My real question is about how the second partial derivative test works.
$$D(x,y)=f_{xx}(x,y)f_{yy}(x,y)-(f_{xy}(x,y))^2$$
I can see that the sign of the first term can be interpreted as whether or not the concavity in both the $x$ and $y$ directions are in the same direction. For a critical point $(a,b)$, if the concavities are opposite, then we have a saddle point. It's also easy to see that $D(a,b)<0$.

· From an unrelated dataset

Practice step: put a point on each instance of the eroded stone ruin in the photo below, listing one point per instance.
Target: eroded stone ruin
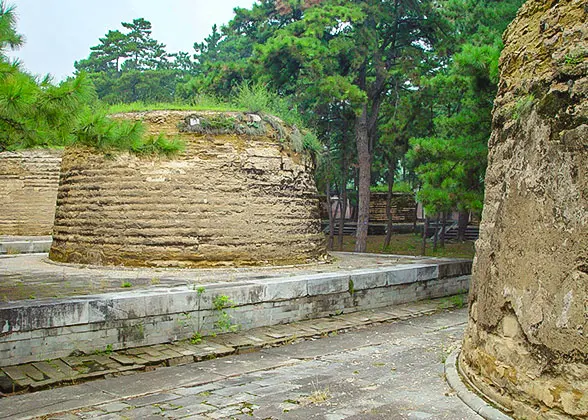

When the concavities do agree, then $f_{xy}$ starts to play a role in the sign of $D$. My current understanding on why this is necessary, is because looking at the second derivatives at only the $x$ and $y$ directions doesn't quite give the entire picture on what is happening at $(a,b)$, but including $f_{xy}$ gives sufficient information to determine if $(a,b)$ is truly a local extremum or a saddle point instead (given that $D\neq0$).
My problem is that I still don't exactly get what sort of information $f_{xy}$ entails for a given point.